Soon after, Helga Glock said her former husband began “breaking off the contact” with her and their children. She also said Gaston Glock began “pushing his family out” of the trust the erstwhile couple had established for their wealth and stake in his company. She argued she played an integral role in the growth of the company and said he relieved her and their children of their roles at the firm.

In June, U.S. Magistrate Judge Linda Walker ruled Helga Glock and her attorneys were entitled to serve subpoenas on Glock’s American subsidiaries for the information they requested. Since then, attorneys for both Glock, Inc. and Gaston Glock have been fighting Helga Glock’s attempts to obtain the company’s financial information.

In July, attorney Christopher Parker, filed objections to each of the 20 requests for information made by Helga Glock’s lawyers. Overall, Parker argued the requests were “not reasonably limited in time or scope, unduly burdensome, intrusive, cumulative, overboard, vague, ambiguous, and unintelligible.” In August, Maximilian Eiselsberg, an Austrian lawyer “acting on behalf of Mr. Gaston Glock,” submitted an memorandum to the U.S. court objecting to the requests made by Helga Glock and her attorneys because “none of the documents requested are relevant to the only issue that is pending before” the Austrian court, which Eiselsberg argued is solely focused on the date the Glocks’ marriage effectively ended.

According to Eiselsberg, while Helga Glock claimed the marriage began to dissolve after her ex-husband’s stroke in 2008, “Mr. Gaston Glock disputes this and contends that the marital partnership ended in 1988” when he began living in a home without his wife. Based on these arguments, in August, lawyers for Glock’s American subsidiaries made a request for the judge to hear oral arguments in the case. That request is still pending. Helga Glock’s attorneys have filed motions arguing the companies are ignoring their subpoenas and asked Judge Walker to force them to turn over the requested data.

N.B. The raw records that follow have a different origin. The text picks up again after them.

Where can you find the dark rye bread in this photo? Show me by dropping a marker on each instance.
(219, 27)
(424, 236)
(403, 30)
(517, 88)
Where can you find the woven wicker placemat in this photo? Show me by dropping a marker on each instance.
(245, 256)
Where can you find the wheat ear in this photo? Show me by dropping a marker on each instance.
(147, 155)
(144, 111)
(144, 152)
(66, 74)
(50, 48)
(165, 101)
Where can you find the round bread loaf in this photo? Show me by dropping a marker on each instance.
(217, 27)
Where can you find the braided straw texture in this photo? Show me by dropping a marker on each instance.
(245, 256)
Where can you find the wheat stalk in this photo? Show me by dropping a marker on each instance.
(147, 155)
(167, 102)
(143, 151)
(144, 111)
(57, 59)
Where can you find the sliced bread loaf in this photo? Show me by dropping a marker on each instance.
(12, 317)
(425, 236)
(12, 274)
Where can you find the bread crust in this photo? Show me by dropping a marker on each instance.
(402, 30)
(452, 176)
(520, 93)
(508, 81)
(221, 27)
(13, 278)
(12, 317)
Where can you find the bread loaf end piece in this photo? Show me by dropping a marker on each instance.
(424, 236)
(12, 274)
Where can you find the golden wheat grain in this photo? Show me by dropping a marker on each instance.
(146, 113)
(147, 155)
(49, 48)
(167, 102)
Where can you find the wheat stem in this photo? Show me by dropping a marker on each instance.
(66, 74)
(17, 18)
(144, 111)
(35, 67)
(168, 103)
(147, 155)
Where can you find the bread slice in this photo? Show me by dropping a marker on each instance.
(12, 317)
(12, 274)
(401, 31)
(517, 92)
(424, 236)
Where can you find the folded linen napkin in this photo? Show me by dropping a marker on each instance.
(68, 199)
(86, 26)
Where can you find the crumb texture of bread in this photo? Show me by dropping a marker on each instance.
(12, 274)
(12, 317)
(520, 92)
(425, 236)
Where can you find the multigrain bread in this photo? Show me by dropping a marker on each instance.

This divorce isn’t the first time serious drama has enveloped the Glock empire. In 2003, one of Gaston Glock’s most trusted associates, Charles Ewert, was convicted along with another man of attempting to have Gaston Glock killed as part of an attempt to cover up embezzlement from the company.

In her affidavit in the American case, Helga Glock claimed her ex-husband never told her about the murder attempt, which she said was evidence of his secretive “scheming.”

“Glock Sr. scheming has been kept concealed over time, be it not for some sporadic incidents as for example finding out about the former murder attempt on his life which to this day he has not told me of,” she said.